Tonawanda News — I am sure many of you are in the same category as me when it comes to finding time to sit down and read a book. I had a few rock biographies piling up on my shelf and managed to plow through two of them in two sittings, and so I thought I would offer up my thoughts on both of them.
We will start with a book that has some local ties, “Juke Box Hero: My Five Decades in Rock and Roll” by Lou Gramm and Scott Pitoniak.
A word about one of the authors, Pitoniak: He was a well-respected sports writer for the Rochester Democrat and Chronicle for many years, and married to one of my favorite Rochester radio personalities, Beth Adams Pitoniak.
Pitoniak’s other books were written with sports figures like former Buffalo Bills legend Steve Tasker, and Syracuse University basketball coach Jim Boeheim. Nevertheless, he was up to the task for this rock-and-roll memoir.
Gramm is an important part of local history, he opened the Canal Concert Series in Lockport in 2008, in what turned out to be a highly successful opening season.
The book is filled with plenty of tales of sex, drugs and rock and roll, but none of them are particularly salacious, and when compared to Sammy Hagar or Steven Tyler’s books, they are pretty tame.
Instead of those tales, we are presented with what turns out to be a fascinating tale of Gramm’s ascent to local rock star, descent to local janitor and then ascent to international superstar. While the book devotes a substantial amount of space to his tenure in Foreigner, it is introspective rather than self-serving, and ultimately leaves one with a better sense of Gramm as a person rather than a larger-than-life rock star. In short, I loved it!
I was fortunate enough to get an advance copy of “Willin’: The Story of Little Feat” by Rolling Stone magazine writer Ben Fong-Torres. The book is available for pre-order but does not come out until next month.
First, let me start by saying I am a huge fan of Little Feat; their live album “Waiting for Columbus” is one of the greatest live albums of all time. I have had the good fortune to see the band many times since they reunited in the 1980s, but never had the honor of seeing them with their founding member, Lowell George.
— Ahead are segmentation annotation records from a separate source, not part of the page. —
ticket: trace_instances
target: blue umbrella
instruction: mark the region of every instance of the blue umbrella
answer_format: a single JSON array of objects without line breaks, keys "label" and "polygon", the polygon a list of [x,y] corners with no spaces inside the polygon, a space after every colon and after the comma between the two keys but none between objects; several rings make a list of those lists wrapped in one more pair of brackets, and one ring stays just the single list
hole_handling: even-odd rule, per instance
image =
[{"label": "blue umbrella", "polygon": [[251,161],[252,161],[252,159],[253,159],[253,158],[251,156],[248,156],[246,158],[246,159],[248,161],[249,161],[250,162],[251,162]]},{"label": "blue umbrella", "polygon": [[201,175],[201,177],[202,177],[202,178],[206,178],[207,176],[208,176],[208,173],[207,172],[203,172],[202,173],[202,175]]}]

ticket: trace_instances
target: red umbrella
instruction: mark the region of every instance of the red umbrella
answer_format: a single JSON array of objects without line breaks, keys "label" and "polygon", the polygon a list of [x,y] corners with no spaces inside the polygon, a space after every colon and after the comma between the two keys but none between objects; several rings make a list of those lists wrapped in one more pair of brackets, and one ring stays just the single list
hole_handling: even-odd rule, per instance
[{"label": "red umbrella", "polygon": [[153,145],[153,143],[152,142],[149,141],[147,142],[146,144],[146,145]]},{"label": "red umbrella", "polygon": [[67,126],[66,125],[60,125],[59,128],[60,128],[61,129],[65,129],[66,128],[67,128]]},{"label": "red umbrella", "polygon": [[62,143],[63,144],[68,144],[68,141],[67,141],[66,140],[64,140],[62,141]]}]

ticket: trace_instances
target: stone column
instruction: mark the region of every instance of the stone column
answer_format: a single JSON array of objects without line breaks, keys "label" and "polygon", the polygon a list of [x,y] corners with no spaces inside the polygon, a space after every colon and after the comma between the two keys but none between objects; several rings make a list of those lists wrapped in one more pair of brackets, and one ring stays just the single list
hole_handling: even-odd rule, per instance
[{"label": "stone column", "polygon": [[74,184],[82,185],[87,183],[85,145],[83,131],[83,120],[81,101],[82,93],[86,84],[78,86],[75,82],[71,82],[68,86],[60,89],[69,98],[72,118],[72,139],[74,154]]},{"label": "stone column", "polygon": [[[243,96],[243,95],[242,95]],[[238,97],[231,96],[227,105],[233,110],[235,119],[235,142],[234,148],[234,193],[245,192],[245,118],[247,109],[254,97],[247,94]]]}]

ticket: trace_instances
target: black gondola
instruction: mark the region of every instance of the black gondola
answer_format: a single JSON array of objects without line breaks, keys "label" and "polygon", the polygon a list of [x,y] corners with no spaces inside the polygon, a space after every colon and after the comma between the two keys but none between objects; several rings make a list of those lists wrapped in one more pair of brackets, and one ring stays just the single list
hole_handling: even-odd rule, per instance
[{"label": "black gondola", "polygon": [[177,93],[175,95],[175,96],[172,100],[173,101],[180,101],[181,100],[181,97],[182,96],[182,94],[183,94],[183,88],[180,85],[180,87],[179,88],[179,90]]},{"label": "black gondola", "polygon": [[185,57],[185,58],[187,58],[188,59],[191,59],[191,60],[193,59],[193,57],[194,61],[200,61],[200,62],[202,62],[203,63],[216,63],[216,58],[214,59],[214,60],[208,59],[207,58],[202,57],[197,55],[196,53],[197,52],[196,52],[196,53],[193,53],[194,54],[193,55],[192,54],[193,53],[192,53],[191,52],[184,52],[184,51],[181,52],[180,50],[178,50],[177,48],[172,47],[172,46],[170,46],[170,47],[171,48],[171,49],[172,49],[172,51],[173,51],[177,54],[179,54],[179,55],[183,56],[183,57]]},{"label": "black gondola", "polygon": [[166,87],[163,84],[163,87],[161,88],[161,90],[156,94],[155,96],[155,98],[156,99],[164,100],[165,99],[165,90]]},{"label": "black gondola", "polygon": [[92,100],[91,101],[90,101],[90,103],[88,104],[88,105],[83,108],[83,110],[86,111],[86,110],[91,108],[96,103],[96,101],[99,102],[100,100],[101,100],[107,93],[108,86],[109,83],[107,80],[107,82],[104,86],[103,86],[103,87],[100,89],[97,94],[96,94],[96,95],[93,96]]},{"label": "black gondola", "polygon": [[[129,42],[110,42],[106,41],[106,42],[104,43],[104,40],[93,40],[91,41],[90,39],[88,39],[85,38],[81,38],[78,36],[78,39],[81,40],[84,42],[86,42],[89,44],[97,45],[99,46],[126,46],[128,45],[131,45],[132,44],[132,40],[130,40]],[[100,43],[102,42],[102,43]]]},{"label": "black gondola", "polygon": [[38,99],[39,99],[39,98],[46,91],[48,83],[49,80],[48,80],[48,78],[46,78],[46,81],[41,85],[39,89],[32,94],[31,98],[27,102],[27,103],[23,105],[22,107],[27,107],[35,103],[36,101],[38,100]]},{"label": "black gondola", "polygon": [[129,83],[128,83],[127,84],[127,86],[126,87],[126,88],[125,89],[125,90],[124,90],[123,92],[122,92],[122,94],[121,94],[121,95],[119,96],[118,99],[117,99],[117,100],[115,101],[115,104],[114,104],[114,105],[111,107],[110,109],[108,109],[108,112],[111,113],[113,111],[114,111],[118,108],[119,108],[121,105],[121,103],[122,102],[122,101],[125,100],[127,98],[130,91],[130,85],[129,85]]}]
The book devotes the lion’s share of its pages on George, who is portrayed at times as a hero, funny and creative, and at other times as a reckless, drug-addicted, overweight control freak. In the end, one is left with a confusing image of one of rock music’s most revered artists.
What really makes the story work is the fact that it is about the dynamics of a band, and those stories are often complex. The book follows every era of the band right up to the present, including the abrupt departure of Craig Fuller and the unceremonious termination of vocalist Shaun Murphy.
If you are familiar with the music of Little Feat you will absolutely love the book, as it answers a lot of questions. If not, well it is a great cultural history piece on how the music industry has evolved over the years and one band’s tenacity to overcome all of those changes.